Kurzantwort
Die Entscheidung in einem Satz.
Shopify kann bei standardnahen Prozessen und schlankem Betrieb stark sein, Magento bei tiefer individueller Commerce-Logik und Shopware bei Unternehmen, deren Anforderungen gut zum jeweiligen Shopware-Modell und Ökosystem passen. Entscheidend ist nicht der Markenname, sondern der Fit zu Prozessen und Betriebsverantwortung.
Anforderungen vor Produktnamen
Wer kauft, wie entstehen Preise, welche Länder und Sortimente gibt es und welche Systeme besitzen verbindliche Daten? Diese Fragen bestimmen die Plattform stärker als eine allgemeine Feature-Liste.
Must-haves, Differenzierungsmerkmale und bewusst verzichtbare Sonderwünsche sollten getrennt werden.
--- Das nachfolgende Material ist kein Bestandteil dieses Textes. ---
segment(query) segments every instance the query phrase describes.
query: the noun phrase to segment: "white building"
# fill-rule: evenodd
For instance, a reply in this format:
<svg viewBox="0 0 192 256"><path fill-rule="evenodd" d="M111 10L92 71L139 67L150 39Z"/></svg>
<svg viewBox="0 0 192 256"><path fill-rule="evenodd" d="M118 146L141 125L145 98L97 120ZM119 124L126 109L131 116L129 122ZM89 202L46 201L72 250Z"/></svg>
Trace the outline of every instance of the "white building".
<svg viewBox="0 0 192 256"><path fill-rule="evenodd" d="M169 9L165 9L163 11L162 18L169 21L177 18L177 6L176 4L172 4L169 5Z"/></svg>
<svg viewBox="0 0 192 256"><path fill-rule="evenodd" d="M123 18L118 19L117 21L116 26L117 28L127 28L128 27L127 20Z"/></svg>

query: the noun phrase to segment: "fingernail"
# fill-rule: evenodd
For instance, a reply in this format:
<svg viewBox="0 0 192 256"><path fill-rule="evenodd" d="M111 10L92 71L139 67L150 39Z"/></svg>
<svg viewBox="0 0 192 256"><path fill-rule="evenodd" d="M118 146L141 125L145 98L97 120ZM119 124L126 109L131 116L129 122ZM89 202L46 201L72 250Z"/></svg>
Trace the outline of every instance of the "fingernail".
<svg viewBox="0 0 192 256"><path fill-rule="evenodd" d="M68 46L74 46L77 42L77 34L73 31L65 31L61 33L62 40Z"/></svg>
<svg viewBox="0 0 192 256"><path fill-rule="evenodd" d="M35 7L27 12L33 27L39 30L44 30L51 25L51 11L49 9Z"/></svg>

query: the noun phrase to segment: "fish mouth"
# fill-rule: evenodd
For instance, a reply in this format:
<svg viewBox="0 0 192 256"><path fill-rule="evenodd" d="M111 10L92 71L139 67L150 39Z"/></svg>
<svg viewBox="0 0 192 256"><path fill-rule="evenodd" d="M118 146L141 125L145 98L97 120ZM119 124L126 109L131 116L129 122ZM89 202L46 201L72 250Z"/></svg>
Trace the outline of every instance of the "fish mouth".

Wann Shopify gut passen kann
Shopify reduziert Aufgaben im technischen Grundbetrieb und setzt klare Plattformleitplanken. Das kann Geschwindigkeit schaffen, wenn Prozesse standardnah abbildbar sind und Apps kontrolliert eingesetzt werden.
Viele Umgehungslösungen können den ursprünglichen Einfachheitsvorteil wieder aufzehren.
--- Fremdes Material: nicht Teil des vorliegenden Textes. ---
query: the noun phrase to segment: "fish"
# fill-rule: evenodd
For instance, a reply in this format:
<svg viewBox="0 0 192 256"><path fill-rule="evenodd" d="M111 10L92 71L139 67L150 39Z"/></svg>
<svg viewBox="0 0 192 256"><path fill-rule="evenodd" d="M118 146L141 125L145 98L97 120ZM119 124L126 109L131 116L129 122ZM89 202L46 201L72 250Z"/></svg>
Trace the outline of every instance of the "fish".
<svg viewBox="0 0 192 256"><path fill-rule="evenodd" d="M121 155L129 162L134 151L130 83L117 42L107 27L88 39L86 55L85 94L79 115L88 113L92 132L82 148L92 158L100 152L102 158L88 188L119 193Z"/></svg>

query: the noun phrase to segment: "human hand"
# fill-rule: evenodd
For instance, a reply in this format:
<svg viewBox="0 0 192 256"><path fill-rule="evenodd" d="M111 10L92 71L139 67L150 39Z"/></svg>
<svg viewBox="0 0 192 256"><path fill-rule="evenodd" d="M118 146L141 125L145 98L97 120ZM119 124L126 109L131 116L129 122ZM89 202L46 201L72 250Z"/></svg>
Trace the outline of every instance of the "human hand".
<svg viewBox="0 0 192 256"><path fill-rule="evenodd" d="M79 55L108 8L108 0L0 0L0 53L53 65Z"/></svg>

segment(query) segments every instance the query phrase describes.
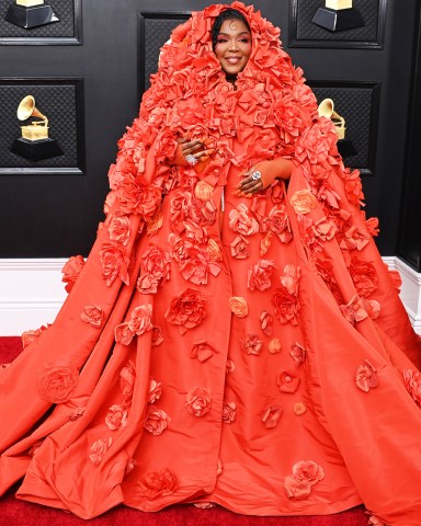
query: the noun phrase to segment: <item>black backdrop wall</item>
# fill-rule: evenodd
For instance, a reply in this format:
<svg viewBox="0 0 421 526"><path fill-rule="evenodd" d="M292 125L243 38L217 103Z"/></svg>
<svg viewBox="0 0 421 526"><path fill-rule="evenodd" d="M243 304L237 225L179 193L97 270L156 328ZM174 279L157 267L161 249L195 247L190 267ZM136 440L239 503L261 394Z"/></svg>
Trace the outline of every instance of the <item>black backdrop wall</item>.
<svg viewBox="0 0 421 526"><path fill-rule="evenodd" d="M0 0L0 258L87 255L116 141L137 114L159 47L191 10L209 2L46 0L60 22L34 30L3 21L13 2ZM399 245L405 258L399 232L414 184L406 175L408 129L420 106L412 91L416 78L421 82L413 53L419 2L354 0L364 26L335 34L310 22L323 0L253 3L281 26L284 47L317 96L331 96L345 117L356 150L346 163L362 170L367 214L382 221L380 251L394 255ZM50 118L62 156L30 162L10 152L20 135L15 110L30 93ZM407 244L417 267L414 239Z"/></svg>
Wann Magento beziehungsweise Adobe Commerce stark sein kann
Magento bietet hohe Eingriffstiefe für individuelle Kataloge, Preise, B2B-Prozesse und Integrationen. Dieser Spielraum ist relevant, wenn die Sonderlogik geschäftlich begründet ist.
Dafür braucht es dauerhafte Verantwortung für Architektur, Releases, Sicherheit und Qualität.
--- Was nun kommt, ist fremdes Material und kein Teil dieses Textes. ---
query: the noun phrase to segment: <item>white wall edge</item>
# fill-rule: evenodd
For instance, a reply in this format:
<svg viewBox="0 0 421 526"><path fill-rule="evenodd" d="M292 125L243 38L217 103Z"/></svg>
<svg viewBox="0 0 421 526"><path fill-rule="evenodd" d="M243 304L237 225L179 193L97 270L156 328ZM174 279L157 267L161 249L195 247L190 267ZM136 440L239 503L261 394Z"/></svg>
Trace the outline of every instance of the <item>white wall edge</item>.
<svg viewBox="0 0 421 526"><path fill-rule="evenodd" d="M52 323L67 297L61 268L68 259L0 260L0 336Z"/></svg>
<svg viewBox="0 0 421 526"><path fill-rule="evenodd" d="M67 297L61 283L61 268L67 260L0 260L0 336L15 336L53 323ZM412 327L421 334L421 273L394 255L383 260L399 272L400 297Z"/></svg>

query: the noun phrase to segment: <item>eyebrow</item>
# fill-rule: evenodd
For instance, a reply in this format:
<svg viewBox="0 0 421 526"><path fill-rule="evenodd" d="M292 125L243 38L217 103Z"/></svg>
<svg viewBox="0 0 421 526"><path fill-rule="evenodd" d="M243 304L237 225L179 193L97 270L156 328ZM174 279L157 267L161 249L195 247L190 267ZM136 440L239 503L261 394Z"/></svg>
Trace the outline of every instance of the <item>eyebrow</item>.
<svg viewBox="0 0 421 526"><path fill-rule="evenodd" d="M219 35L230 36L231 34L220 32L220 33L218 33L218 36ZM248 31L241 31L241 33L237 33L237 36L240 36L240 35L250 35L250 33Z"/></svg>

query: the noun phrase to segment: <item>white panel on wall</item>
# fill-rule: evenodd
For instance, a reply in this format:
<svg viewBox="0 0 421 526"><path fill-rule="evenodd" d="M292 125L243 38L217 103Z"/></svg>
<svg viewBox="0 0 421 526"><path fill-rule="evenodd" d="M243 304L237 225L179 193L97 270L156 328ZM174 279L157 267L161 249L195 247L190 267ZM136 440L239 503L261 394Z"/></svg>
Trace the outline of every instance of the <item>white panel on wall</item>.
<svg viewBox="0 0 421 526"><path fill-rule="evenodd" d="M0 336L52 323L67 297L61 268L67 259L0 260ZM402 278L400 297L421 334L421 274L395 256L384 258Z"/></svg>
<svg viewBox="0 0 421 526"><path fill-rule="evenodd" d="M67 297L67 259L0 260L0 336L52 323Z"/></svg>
Wann Shopware gut passen kann
Shopware kann für Unternehmen interessant sein, die ein starkes DACH-Ökosystem, flexible Commerce-Funktionen und ein selbst verantwortetes oder betreutes Plattformmodell suchen.
Edition, Erweiterungen, Integrationen und Betrieb müssen ebenso konkret geprüft werden wie bei den anderen Plattformen.
Das Team entscheidet mit
Contentpflege, Releases, Kampagnen, Produktdaten und Support brauchen klare Eigentümer. Eine theoretisch flexible Plattform hilft wenig, wenn jede Veränderung durch unklare Zuständigkeiten blockiert wird.
Auch verfügbare interne und externe Kompetenz gehört in die Entscheidung.
Mit realen Szenarien vergleichen
- typische B2C- und B2B-Bestellung
- Preis- und Aktionslogik
- Länder, Sprachen und Währungen
- Produktdaten und Suche
- ERP-, PIM-, CRM- und Fulfillment-Anbindung
- Content- und Kampagnenänderung
- Release, Fehlerfall und laufender Betrieb
Entscheidungscheck
- Sind Geschäftsprozesse dokumentiert?
- Welche Sonderlogik schafft echten Kundennutzen?
- Welche Integrationen sind geschäftskritisch?
- Wer verantwortet Betrieb und Releases?
- Wie schnell müssen Teams Änderungen umsetzen können?
- Wurden Gesamtkosten über mehrere Jahre betrachtet?
Break Perspektive
Was wir daraus ableiten.
Wir arbeiten mit Shopify, Magento und Shopware, aber beginnen nicht beim Partnerlogo. Die Plattform soll notwendige Komplexität tragen und unnötige Komplexität vermeiden. Das lässt sich nur anhand realer Prozesse entscheiden.
Fragen und Antworten
Was häufig vor der ersten Entscheidung wichtig ist.
Konkrete Antworten zu Leistung, Zusammenarbeit und dem passenden nächsten Schritt.
01Welche Plattform ist am günstigsten?
Das lässt sich ohne Anforderungen nicht seriös beantworten. Lizenz, Entwicklung, Erweiterungen, Hosting, Integrationen, Wartung und interne Aufwände bilden gemeinsam die Gesamtkosten.
02Welche Plattform ist am flexibelsten?
Flexibilität hat verschiedene Bedeutungen: technische Eingriffstiefe, redaktionelle Geschwindigkeit oder Erweiterbarkeit. Relevant ist die Flexibilität, die das Geschäftsmodell tatsächlich braucht.
03Sollten bestehende Prozesse an die Plattform angepasst werden?
Standardisierung kann sinnvoll sein, wenn ein Prozess keinen Wettbewerbsvorteil schafft. Kerndifferenzierung sollte nicht ohne gute Gründe in einen ungeeigneten Standard gezwungen werden.
04Kann Break alle drei Systeme umsetzen?
Break berät und arbeitet mit Shopify, Magento und Shopware. Die konkrete Team- und Technologieplanung richtet sich nach Umfang und Anforderungen.